Due to our bad seed, in our second matchup we went against DOS, the 2nd place team from the seeding tournament. We nearly beat them, but our preachers ran out of fuel. Despite our measures to prevent this, it still happened, and so we were knocked down to the losers bracket. From there, we went on to win 4 more games. In the end though, we lost to Chicken due to a sad bug in our code. Our preachers would sometimes fire when they couldn't see any enemies. They chose the place that would deal the least damage to our own units, so normally it was alright. However, in this unfortunate map, our castle happened to be barely outside our preacher's vision radius. Thinking it was safe to shoot there, our preacher splash-damaged our own castle, killing it off and causing us to lose the match. We ended up placing 17th, barely missing the final tournament (and even having more wins than Big Red Battle Code who made the final tournament).

Week 4

We didn't make the final tournament, but there was still one other tournament we could compete in: the high school tournament. Two hours before the tournament, we decided that we should change our strategy around. We made two differences, and attempted another:

  1. We incorporated crusaders into our preacher wave.
  2. We changed how our lattice formed, preventing a "church spear".

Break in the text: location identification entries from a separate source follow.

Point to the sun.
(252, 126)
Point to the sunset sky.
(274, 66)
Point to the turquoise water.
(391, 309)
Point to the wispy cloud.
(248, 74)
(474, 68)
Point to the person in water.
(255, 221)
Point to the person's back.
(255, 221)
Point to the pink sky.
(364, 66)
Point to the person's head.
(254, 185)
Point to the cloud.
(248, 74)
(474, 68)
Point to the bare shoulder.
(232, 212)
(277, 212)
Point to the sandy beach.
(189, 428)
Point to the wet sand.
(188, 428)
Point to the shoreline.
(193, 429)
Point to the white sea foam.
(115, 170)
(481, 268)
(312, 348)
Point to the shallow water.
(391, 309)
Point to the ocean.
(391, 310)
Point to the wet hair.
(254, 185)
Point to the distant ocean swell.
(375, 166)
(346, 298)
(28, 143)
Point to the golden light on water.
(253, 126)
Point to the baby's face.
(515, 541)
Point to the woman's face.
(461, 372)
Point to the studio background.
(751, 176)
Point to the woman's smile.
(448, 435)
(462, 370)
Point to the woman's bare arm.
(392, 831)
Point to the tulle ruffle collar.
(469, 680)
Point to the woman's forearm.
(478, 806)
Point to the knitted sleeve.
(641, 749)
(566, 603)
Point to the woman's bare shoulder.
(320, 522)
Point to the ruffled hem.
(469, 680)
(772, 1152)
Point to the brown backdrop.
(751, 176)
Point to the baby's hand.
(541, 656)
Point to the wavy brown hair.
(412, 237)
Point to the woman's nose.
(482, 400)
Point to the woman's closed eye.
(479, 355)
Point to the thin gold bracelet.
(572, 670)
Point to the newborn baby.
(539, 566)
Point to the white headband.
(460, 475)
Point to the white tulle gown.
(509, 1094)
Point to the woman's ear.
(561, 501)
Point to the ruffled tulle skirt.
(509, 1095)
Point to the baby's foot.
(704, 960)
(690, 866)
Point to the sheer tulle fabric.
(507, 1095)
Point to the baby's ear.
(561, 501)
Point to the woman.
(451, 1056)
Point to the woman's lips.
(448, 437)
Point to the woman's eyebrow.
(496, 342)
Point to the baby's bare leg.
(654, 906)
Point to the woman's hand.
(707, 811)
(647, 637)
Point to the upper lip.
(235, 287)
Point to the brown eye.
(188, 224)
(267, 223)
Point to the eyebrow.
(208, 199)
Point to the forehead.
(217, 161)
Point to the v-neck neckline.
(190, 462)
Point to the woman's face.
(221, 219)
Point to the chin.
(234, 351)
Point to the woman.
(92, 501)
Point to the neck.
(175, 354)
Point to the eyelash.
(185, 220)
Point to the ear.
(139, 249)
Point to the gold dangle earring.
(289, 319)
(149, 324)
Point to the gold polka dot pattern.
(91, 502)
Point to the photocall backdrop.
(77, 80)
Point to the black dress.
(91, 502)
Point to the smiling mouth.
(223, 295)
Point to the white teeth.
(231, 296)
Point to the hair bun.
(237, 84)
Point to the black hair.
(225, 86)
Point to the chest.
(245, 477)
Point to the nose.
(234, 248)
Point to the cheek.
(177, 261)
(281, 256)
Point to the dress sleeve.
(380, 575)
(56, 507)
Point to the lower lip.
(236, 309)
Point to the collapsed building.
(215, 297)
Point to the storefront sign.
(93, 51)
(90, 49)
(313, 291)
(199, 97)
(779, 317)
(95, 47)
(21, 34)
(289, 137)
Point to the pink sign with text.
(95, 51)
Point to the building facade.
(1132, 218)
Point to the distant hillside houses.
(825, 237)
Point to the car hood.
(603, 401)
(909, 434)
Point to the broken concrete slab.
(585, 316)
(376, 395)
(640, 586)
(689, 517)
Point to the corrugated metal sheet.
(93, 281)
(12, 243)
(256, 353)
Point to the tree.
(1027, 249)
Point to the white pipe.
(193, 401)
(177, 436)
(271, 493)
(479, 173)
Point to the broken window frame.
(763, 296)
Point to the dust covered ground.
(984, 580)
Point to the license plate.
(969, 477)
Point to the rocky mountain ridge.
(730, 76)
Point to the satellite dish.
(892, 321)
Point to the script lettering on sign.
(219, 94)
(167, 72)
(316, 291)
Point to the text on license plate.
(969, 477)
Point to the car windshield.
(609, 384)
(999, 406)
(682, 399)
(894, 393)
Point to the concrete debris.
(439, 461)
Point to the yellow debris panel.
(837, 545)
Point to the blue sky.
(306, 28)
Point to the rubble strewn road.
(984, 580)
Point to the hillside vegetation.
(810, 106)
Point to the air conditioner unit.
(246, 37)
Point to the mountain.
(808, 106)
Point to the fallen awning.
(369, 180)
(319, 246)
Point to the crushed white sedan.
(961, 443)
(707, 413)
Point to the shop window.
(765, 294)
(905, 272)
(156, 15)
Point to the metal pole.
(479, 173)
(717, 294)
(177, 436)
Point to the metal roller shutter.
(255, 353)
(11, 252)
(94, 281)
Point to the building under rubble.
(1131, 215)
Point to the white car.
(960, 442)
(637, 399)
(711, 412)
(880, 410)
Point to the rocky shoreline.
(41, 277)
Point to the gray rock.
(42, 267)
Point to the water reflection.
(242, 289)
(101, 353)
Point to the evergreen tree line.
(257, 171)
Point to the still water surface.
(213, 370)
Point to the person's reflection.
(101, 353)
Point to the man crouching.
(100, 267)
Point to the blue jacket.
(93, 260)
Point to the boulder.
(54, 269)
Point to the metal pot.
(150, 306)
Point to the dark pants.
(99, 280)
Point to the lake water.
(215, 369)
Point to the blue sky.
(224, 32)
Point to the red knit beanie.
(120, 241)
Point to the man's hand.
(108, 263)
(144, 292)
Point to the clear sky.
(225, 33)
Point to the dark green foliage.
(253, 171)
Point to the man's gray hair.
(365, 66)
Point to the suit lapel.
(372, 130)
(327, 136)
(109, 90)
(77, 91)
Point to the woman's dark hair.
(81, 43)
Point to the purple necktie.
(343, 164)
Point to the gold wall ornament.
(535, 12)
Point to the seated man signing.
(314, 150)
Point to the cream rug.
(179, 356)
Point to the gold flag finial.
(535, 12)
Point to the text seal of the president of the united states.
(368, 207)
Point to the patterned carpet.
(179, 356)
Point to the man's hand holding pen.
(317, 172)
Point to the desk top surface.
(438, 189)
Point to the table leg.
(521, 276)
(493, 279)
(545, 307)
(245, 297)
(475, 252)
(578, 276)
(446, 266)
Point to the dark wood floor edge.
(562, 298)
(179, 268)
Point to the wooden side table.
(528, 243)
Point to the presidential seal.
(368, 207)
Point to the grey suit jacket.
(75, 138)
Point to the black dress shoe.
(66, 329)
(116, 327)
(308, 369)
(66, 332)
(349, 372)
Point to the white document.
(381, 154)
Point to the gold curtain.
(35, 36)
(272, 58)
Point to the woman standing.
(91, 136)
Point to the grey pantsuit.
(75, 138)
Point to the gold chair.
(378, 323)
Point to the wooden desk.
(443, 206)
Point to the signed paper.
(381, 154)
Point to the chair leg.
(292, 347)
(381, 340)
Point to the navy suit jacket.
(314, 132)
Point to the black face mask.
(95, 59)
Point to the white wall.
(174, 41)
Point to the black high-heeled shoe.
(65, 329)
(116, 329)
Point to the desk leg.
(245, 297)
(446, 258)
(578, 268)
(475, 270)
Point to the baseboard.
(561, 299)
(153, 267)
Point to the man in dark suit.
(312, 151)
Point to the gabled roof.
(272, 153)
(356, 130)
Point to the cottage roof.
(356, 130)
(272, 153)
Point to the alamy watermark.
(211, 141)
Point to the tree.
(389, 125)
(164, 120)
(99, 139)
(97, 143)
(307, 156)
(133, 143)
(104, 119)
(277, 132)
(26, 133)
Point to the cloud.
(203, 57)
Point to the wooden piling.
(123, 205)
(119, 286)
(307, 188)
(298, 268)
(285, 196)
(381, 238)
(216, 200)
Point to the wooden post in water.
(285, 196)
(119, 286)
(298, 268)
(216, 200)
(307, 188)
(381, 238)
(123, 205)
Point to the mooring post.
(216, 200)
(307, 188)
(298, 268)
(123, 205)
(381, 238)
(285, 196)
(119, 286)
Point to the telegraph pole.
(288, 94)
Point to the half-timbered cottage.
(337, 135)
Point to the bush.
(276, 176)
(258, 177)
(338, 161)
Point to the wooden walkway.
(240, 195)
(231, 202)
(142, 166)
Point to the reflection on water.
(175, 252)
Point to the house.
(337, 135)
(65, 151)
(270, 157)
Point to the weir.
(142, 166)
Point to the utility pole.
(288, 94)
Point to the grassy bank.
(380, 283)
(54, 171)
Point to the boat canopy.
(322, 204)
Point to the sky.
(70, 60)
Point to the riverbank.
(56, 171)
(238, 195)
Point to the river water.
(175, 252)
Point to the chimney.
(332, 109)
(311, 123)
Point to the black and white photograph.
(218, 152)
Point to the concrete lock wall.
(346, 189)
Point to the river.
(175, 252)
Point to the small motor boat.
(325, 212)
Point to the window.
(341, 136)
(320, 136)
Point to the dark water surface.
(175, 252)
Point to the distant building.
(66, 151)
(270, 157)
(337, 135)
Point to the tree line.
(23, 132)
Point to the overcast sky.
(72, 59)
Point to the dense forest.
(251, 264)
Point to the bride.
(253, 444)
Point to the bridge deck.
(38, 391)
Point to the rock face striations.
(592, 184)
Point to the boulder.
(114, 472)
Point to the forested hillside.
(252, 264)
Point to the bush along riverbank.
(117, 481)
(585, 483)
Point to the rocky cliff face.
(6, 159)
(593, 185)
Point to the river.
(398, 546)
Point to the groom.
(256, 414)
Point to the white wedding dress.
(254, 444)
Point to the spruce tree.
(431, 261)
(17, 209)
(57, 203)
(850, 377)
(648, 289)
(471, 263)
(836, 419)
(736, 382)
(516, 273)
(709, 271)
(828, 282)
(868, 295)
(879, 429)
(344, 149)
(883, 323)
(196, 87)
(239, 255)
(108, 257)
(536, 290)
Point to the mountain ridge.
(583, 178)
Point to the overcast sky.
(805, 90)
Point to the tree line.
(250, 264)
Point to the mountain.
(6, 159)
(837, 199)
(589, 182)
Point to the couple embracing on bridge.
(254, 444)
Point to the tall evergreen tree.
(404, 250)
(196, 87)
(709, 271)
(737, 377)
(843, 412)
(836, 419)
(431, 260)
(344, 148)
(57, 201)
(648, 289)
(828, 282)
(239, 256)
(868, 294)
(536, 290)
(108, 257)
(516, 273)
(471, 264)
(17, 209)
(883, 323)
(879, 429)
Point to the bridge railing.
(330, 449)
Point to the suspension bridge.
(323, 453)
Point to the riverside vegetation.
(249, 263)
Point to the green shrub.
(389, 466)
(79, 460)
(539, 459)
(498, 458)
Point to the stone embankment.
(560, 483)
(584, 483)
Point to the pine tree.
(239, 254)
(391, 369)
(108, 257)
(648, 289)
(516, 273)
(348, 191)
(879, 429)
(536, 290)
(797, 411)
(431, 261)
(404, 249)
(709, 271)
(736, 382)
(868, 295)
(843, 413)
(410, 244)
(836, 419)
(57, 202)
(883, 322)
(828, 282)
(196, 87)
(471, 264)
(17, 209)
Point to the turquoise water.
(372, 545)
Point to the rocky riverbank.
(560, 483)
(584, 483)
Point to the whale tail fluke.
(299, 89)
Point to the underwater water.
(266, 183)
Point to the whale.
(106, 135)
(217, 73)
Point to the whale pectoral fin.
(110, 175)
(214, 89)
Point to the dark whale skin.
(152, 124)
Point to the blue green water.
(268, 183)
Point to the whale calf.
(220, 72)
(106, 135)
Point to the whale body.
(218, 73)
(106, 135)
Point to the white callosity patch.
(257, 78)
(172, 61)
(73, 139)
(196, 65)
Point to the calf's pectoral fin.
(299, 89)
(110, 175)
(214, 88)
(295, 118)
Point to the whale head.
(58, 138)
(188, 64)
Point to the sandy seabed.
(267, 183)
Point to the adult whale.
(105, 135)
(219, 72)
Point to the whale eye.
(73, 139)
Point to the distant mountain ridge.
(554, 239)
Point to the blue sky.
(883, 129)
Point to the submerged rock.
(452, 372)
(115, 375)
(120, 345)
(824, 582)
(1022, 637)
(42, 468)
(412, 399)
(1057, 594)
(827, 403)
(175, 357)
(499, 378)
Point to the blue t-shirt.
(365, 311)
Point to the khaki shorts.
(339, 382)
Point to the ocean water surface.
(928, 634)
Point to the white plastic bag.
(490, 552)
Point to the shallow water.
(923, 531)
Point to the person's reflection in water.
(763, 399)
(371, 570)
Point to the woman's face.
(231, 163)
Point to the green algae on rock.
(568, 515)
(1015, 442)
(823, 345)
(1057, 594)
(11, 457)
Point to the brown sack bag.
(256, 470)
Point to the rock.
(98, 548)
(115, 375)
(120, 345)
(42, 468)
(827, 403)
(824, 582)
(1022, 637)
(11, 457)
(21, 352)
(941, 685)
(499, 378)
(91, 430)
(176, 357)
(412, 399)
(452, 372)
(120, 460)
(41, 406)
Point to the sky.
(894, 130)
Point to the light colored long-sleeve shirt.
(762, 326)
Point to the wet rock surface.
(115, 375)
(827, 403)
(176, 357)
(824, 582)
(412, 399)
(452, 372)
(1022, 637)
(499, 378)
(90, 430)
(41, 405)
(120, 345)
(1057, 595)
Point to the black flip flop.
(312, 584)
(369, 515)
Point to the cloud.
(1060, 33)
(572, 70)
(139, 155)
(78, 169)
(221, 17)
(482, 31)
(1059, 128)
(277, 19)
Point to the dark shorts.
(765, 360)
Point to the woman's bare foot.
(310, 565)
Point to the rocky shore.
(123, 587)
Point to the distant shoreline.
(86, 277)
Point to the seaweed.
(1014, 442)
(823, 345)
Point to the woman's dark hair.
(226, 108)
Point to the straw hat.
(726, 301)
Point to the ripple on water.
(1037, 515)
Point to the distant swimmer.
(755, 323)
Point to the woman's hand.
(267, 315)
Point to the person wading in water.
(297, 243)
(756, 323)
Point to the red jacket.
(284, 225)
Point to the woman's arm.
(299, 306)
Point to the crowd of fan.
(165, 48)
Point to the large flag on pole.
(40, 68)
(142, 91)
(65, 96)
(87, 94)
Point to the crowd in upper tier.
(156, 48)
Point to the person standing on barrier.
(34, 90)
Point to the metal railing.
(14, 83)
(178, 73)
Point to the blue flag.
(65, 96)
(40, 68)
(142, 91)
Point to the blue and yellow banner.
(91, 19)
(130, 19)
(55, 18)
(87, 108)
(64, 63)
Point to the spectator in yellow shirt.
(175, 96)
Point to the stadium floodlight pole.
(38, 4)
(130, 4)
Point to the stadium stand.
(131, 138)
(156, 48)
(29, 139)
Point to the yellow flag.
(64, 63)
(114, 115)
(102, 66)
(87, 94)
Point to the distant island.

A church spear became well known during the qualifying tournament when someone posted a giphy on Discord displaying the strategy. Due to the turn queue this year, when a unit was built it could immediately take an action. But what if this action was building another unit? You could make a chain as long as you like, as long as you have the fuel and karbonite to keep building! A church spear took two units to create; pilgrims and churches. The pilgrim would build a church, whereupon the church would immediately build a pilgrim. With this chain, you could build churches right in the middle of the enemy's units before they could take a single turn.

A church spear

A church spear

Luckily, an easy counter existed. Most people at the time were building lattices in a chess-board formation, like in the prophet lattice shown earlier. We adopted a denser lattice where our units could still move throughout the lattice, but enemies couldn't build between our units.

Our final lattice of preachers and crusaders

Our final dense lattice (red).

Finally, we tried creating our own church spear. In fact, before the submission deadline we had a working church spear, but we were editing the wrong file, and so the changes didn't carry over to our final bot. It was unfortunate, but the church spear may not have been a great benefit.

In the high school tournament, we ended up placing 7th. In our final game, we played against We lost due to a very fixable issue. When our churches were in danger they would build preachers, immediately. However, if churches or castles weren't in danger, they would only build preachers or crusaders if they had a store of fuel and karbonite for an emergency. ended up placing a prophet right next to our church, causing it to panic and build preachers. The preachers never could get inside their attack range, and so they could never kill off the prophet. Their team won on unit health.


Overall, we had a lot of fun in this year's competition! There were several things we felt could be improved upon. For the most part, the dominant strategy was a prophet lattice. We chose to go with unconventional strategies, hoping that we could build a counter to the conventional strategy, but found it never worked out. Nearly every top team used a lattice, and the recommendation most people gave to beat lattices was to lattice harder. Next year I hope to see more competing strategies, perhaps by reducing the vision radius of the equivalents of prophets to barely more than that of melee units.

I enjoyed the challenge that this year presented compared to last year in the control of the units. In 2018, robots were controlled in a swarm fashion. Your AI could see every robot, and could performed actions from a more omniscient standpoint. I liked how this year robots had their own mind, and had to make decisions based on what they could see.

I also agreed with how resources functioned this year. There were infinite deposits that units could take resources from, but they had to return their resources back to a base. This made economy much harder to implement, making it more of a challenge to build a top bot.